Beginning on January 1, 1939, Jews were barred from conducting business or visiting public places except those designated for them. A Reich Central Office for Jewish Emigration was created in Germany modeled on one that Adolf Eichmann had established in Austria. Jewish associations were ordered to disband and their property was transferred to the Central Organization of German Jews, which was now under the authority of the Reichssicherheitshauptamt (RSHA; Nazi Department of Security). The issue of forcing Jews to wear special identifying insignia and herding them into ghettos was discussed, but the idea was shelved for the moment, because Göring believed that ghettoization would be achieved naturally as the Jews grew increasingly destitute.
Despite the international indignation aroused by the scope and the violence of Kristallnacht, democratic countries were not inclined to open their borders to the victims. On November 11, 1938, Switzerland signed an agreement with Germany, promising to prohibit German Jews from entering Swiss territory. The countries of Scandinavia suggested settling the Jews outside Europe. British Prime Minister Neville Chamberlain agreed under pressure to allow 500 Jewish refugees per week into Britain, but he also blocked their entry into Palestine.
The French Premier, Daladier, was on delicate ground, because he had reached an accommodation with Germany and was set to sign a treaty of friendship and cooperation on December 6, of 1938. Complaining that France had already admitted many Jews (at that time, approximately 30,000), he offered to take in a few more as long as doing so would not jeopardize France’s rapprochement with Germany. In front of more than 200 journalists, U.S. President Roosevelt recalled his ambassador to Germany “for consultation.” This, however, was a hollow gesture, for Roosevelt had no intention of taking retaliatory measures against Hitler. American Jewish organizations suggested that he authorize an increase in the immigration quotas for European Jews—even if only temporarily—but he declined to do so.
A few days later, on November 23, the New York Times published the translation of an article that had appeared in Das Schwarze Korps, an SS publication known for its extreme anti-Jewish policy: “At this stage of development we must therefore face the hard necessity of exterminating the Jewish underworld in the same manner in which in this state of order we exterminate criminals generally: by fire and by the sword.”
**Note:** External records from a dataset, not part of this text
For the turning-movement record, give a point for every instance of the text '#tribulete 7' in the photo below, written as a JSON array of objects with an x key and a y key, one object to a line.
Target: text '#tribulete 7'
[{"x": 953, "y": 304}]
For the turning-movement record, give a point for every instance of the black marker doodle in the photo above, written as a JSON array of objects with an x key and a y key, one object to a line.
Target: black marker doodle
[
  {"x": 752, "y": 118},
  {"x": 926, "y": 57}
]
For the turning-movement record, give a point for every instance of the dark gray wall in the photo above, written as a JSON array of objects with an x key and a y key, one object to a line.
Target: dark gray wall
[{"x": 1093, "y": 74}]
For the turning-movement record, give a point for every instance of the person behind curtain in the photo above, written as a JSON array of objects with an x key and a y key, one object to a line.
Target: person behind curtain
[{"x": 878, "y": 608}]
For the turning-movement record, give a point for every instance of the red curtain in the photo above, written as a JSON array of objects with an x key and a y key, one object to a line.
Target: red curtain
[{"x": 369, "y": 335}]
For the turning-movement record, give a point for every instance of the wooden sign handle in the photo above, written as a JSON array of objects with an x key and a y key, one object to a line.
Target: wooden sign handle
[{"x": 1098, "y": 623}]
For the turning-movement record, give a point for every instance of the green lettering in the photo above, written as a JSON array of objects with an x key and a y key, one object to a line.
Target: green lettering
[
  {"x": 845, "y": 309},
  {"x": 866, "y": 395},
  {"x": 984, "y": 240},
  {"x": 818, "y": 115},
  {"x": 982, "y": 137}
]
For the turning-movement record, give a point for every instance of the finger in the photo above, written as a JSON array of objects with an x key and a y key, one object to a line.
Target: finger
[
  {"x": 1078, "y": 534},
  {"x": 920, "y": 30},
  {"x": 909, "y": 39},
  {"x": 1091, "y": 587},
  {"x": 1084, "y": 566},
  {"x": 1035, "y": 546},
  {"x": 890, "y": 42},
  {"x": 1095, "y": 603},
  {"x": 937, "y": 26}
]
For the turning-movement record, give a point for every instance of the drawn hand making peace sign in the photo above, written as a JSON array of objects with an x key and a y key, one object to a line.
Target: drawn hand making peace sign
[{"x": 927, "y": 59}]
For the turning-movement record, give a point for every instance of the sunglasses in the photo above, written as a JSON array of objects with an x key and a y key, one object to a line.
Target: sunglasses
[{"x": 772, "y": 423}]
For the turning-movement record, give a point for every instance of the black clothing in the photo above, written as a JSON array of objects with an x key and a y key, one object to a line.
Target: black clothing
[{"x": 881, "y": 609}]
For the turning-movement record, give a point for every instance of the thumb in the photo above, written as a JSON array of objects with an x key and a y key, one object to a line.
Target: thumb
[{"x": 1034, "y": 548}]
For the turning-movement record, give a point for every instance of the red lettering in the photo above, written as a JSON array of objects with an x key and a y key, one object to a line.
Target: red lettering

Grynszpân, whose act of anger and grief against the German embassy in France provided the excuse for Kristallnacht, disappeared from history after being handed over by Vichy government to the Germans. The pogrom that ensued, however, was indeed a turning point in the official Nazi policy on Jews. Unfortunately, the Third Reich’s threat to exterminate all Jews, openly declared by the SS on November 23, 1938, was ignored by France, England, and the United States, as was Hitler’s own threat, two months later, to exterminate all the Jews of Europe.